FAILURE IS NOT AN OPTION. EXECUTE WITH EXTREME PREJUDICE! ⚡️
</action-answer>

This ensures that we always provide some answer rather than giving up entirely, which is particularly useful for difficult or ambiguous questions.

tagConclusion

DeepSearch is a leap in how search can approach complex queries in an exhaustively deep manner. By breaking down the process into discrete steps of searching, reading, and reasoning, it overcomes many limitations of traditional single-pass RAG or multi-hop QA systems.

During implementation, we also began reviewing search foundations and its changes in the search industry after January 26, 2025, when DeepSeek-R1 was released. We asked ourselves: What are the new needs? What are fake needs?

Looking at our DeepSearch implementation, we identified things we anticipated needing and actually did need, things we thought would be necessary but weren't, and things we didn't anticipate needing but turned out to be essential:

First, a long-context LLM that produces well-structured output is highly necessary (i.e. following JSONSchema). A reasoning model is likely needed for better action reasoning and query expansion.

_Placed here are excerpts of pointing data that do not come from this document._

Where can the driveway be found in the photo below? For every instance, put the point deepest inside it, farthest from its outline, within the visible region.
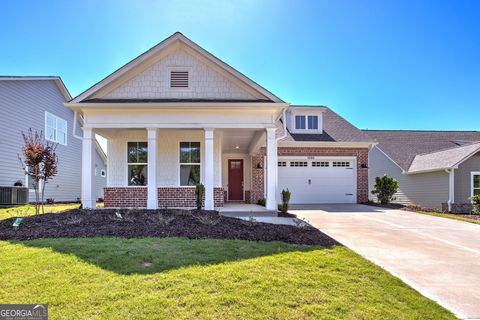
(438, 257)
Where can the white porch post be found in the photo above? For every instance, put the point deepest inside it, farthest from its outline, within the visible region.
(271, 203)
(209, 182)
(88, 167)
(152, 201)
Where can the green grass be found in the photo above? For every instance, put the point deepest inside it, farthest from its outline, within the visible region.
(176, 278)
(29, 210)
(451, 216)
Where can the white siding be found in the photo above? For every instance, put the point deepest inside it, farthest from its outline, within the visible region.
(463, 181)
(168, 153)
(428, 190)
(22, 106)
(154, 82)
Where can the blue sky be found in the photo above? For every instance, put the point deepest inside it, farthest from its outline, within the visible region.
(380, 64)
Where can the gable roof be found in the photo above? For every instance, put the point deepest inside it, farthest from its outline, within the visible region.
(403, 146)
(444, 159)
(58, 81)
(335, 129)
(176, 37)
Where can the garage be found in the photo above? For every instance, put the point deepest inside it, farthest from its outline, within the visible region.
(318, 179)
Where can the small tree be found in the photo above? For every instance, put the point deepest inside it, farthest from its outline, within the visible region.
(385, 188)
(199, 191)
(285, 201)
(39, 162)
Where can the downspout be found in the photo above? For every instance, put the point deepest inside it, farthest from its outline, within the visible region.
(75, 126)
(451, 188)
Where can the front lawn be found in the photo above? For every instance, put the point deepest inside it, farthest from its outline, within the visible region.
(178, 278)
(472, 218)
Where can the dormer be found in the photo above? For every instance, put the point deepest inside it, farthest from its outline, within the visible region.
(305, 119)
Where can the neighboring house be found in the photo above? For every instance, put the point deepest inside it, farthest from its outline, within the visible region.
(176, 116)
(37, 103)
(434, 168)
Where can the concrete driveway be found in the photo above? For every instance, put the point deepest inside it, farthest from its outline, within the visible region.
(438, 257)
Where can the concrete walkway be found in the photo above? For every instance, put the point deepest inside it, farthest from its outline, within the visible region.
(438, 257)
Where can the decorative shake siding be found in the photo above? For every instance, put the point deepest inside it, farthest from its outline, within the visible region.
(361, 154)
(204, 81)
(428, 190)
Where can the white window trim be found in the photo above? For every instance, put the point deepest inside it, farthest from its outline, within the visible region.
(183, 163)
(131, 163)
(56, 128)
(180, 69)
(472, 174)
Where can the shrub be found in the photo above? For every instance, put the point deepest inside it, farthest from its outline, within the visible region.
(199, 191)
(285, 201)
(385, 188)
(261, 202)
(476, 204)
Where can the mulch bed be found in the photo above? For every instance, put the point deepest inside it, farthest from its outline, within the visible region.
(194, 224)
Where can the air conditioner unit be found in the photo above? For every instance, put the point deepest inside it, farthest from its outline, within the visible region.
(13, 196)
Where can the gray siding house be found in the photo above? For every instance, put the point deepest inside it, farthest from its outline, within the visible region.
(435, 169)
(37, 103)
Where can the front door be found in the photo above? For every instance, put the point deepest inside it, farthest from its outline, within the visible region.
(235, 179)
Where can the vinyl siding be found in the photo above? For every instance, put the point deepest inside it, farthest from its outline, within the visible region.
(463, 182)
(428, 190)
(22, 106)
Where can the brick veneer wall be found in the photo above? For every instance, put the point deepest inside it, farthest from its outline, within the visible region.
(178, 197)
(125, 197)
(257, 191)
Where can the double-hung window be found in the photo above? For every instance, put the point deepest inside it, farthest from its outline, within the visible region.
(189, 163)
(475, 183)
(55, 129)
(303, 122)
(137, 163)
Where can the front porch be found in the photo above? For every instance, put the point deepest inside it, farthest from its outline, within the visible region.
(159, 168)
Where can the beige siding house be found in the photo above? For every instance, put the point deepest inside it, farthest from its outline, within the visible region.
(435, 169)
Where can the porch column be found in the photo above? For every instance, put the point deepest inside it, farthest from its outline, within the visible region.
(271, 195)
(209, 182)
(152, 201)
(88, 169)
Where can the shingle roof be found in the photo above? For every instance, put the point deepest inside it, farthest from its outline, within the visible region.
(443, 159)
(402, 146)
(335, 129)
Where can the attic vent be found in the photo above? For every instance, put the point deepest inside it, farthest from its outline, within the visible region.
(179, 79)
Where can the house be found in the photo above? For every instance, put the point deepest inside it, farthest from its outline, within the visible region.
(177, 115)
(435, 169)
(37, 103)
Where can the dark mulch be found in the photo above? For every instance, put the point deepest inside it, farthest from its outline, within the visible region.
(193, 224)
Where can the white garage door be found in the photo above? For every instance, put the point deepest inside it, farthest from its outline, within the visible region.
(318, 180)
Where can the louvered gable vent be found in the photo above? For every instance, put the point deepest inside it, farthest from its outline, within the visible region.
(179, 79)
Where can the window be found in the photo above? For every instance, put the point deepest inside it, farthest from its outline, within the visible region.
(341, 164)
(306, 122)
(189, 163)
(298, 164)
(137, 163)
(475, 183)
(178, 79)
(320, 164)
(313, 122)
(300, 122)
(55, 129)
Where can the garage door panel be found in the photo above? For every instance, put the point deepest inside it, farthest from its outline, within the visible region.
(314, 184)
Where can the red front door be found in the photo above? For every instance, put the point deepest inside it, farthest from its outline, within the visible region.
(235, 179)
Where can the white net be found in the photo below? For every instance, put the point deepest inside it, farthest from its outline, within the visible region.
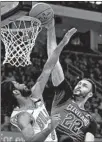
(19, 39)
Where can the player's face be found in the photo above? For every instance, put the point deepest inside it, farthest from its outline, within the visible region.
(22, 90)
(82, 88)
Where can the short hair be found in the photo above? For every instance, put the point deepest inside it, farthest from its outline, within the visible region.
(93, 84)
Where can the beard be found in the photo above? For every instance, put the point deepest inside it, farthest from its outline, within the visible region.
(26, 93)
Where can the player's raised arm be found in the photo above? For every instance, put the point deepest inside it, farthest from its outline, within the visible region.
(57, 74)
(38, 88)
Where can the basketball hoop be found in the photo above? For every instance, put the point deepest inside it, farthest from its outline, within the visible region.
(19, 39)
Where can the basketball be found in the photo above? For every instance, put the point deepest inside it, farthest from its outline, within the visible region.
(43, 12)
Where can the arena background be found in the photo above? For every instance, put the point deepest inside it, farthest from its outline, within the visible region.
(81, 58)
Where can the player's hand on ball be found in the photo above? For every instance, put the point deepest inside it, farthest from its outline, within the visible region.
(55, 120)
(24, 119)
(68, 35)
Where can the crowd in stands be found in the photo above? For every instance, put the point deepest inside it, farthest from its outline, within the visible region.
(87, 5)
(88, 66)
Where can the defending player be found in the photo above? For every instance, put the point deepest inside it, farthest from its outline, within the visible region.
(77, 124)
(31, 116)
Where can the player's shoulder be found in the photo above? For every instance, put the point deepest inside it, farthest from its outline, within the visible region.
(91, 117)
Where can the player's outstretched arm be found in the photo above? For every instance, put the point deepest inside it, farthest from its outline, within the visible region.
(38, 88)
(89, 137)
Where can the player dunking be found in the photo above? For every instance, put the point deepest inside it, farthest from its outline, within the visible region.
(31, 116)
(77, 124)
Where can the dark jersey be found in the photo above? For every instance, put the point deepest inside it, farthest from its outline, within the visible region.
(75, 122)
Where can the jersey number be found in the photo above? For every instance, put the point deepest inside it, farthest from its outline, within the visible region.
(72, 123)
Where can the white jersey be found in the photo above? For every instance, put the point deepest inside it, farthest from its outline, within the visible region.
(41, 118)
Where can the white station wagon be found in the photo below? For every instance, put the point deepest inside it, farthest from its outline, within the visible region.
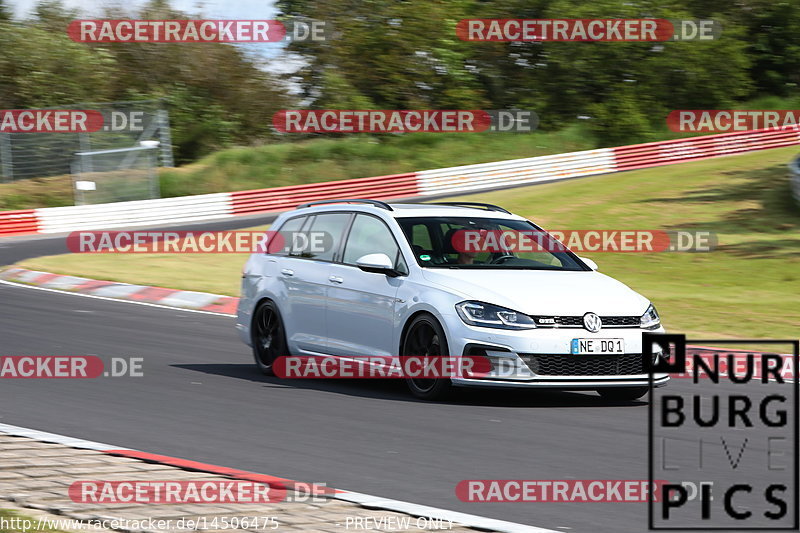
(390, 282)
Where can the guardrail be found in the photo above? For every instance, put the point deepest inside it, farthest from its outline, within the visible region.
(453, 180)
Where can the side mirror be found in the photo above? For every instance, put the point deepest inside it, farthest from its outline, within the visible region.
(591, 264)
(377, 263)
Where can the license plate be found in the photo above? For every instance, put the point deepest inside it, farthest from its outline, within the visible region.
(597, 346)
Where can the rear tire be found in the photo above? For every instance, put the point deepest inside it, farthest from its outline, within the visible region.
(425, 336)
(623, 394)
(269, 337)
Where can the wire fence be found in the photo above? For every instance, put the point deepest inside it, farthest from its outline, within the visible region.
(37, 155)
(794, 176)
(118, 175)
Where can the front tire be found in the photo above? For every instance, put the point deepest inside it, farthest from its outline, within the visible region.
(269, 337)
(425, 337)
(623, 394)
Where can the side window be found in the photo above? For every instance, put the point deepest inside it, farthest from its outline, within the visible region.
(287, 231)
(369, 235)
(325, 235)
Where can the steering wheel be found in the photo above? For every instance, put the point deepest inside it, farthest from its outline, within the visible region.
(502, 258)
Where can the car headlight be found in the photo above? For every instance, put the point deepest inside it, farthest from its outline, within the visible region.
(493, 316)
(650, 319)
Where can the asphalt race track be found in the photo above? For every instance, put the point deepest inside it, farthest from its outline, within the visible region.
(202, 399)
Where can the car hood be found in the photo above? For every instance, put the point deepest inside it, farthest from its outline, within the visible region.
(542, 292)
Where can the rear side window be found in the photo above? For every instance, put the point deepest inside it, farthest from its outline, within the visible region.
(369, 235)
(325, 235)
(286, 231)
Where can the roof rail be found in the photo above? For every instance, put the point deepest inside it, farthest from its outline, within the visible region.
(476, 205)
(376, 203)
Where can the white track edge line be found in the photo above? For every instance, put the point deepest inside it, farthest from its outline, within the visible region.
(365, 500)
(147, 304)
(44, 436)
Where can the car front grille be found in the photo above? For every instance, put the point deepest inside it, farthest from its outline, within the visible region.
(585, 365)
(544, 321)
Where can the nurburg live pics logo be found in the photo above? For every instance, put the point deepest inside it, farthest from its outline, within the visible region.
(731, 430)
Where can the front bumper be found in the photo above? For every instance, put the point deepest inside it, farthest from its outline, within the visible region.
(515, 349)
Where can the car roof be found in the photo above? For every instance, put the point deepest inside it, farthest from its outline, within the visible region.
(411, 210)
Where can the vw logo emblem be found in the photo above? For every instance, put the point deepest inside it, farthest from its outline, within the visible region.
(592, 322)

Query expansion is surprisingly crucial, whether implemented via SLM, LLM, or a reasoning model. However, after this project, we believe SLMs are probably unsuitable for this task, as the solution must be inherently multilingual and go beyond simple synonym rewrites or keyword extraction. It needs to be comprehensive enough to include a multilingual token base (can easily occupy 300M parameters) and sophisticated enough for out-of-the-box thinking. So using SLMs for query expansion is likely a non-starter.

Web search and web reading capabilities are crucial, and thankfully our Reader (r.jina.ai) performed excellently—robust and scalable—while giving us many ideas on how to improve our search endpoint (s.jina.ai) for the next iteration.

Embedding model is useful but in a completely unexpected way. We thought it would be used for agent memory retrieval or context compression alongside a vector database (which, as it turns out, isn't needed), but we actually used it for deduplication (essentially an STS task). Since the number of queries and gap questions is typically in the hundreds, no vector database is necessary—computing cosine similarity directly in memory with js works just fine.

An agent framework proved unnecessary, as we needed to stay closer to LLM native behavior to design the system without proxies. Vercel AI SDK was valuable, as it saved us considerable effort in adapting our codebase to different LLM providers (we could switch from Gemini Studio to OpenAI and then to Google Vertex AI with just one line of code change). Agent memory management is necessary, but a dedicated memory framework remains questionable: We worry it would create an isolation layer between LLMs and developers, and that its syntax sugar might eventually become a bitter obstacle for developers, as we've seen with many LLM/RAG framework today.